An example is the GI generation, in which the experience of depression and war over 1929-1946 imprints a certain set of attributes (what they call the Civic peer personality or Hero archetype) on those who were in the rising adulthood phase of life forging them into what is known as the Greatest Generation. So those in the 22-43 age bracket during the 1929-1946 period become members of the GI generation. Persons born between 1903 and 1907 inclusive would fully occupy the 22-43 age bracket during the 1929-1946 period, and so would constitute “core” GIs. People born between 1895 and 1915 would spend at least 10 of the years when they were in the 22-43 age bracket during the 1929-1946 period. Yet the 1895 to 1900 cohorts are considered as Lost, even those they spend more than half of their rising adult years in a 4T. Similarly the cohorts born 1916-1924 spent more than half of their rising adult years in a 1T, yet they are considered as GIs.
I know that S&H did a lot of scholarship and research on which they based their theory. It was mostly biographical. That's scholarship and the study of a lot of information. If they don't provide a mechanism that satisfies everybody in science, then that just means they go beyond the dominant old-fashioned paradigm that is even out of date in physics and probably other sciences by now. Mechanistic explanations alone are no longer appropriate. So if they don't get enough attention from "scientifically minded social scientists," that's just because most of those "scientists" are still behind the times. Social science has been a pseudo-science for a long time, claiming that "mechanisms" can explain human behavior, when they never did, and never could. For a long long time, it is the science fans who have been missing the mark and setting a worldview for society that doesn't work and is not true. It is they who are behind the times.
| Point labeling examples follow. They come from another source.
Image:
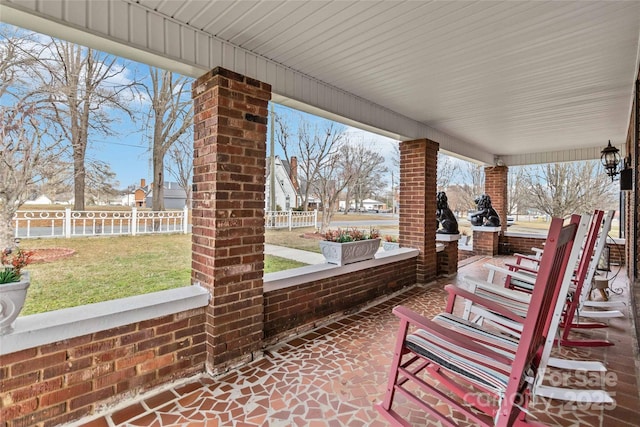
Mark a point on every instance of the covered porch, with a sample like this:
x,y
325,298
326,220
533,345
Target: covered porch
x,y
231,332
332,376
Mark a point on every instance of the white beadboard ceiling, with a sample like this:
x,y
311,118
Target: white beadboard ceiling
x,y
524,80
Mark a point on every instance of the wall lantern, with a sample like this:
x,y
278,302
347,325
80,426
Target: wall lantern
x,y
610,157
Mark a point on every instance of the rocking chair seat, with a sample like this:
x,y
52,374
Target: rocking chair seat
x,y
489,374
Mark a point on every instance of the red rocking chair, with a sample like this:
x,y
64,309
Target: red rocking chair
x,y
477,372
I agree with the S&H model because I know that it is not just certain moments that imprint a generation, but a social mood that prevails for about 20 years. The whole turning helps to shape a generation, and that includes the kind of family relationships and parenting styles that are in vogue. And the generation shapes events in turn.
We need to take a broader view of the idea of cause. Aristotle mentioned 4 causes, not just the material and efficient causes, and there are more kinds of causes than even those that he mentioned. Science and even social commentators and scholars like S&H have to contend with the fact that ultimately the cause of everything is in the present moment, and can't be explained. The past does not cause the present, except provisionally. We use causes to understand and predict things, and to create machines, but there are limits to what we can predict and what we can manipulate. If a social scientist like Mr. Howe uses other explanations like archetypes to explain events and behavior, they are only doing what they all need to do to really provide a picture of what's happening.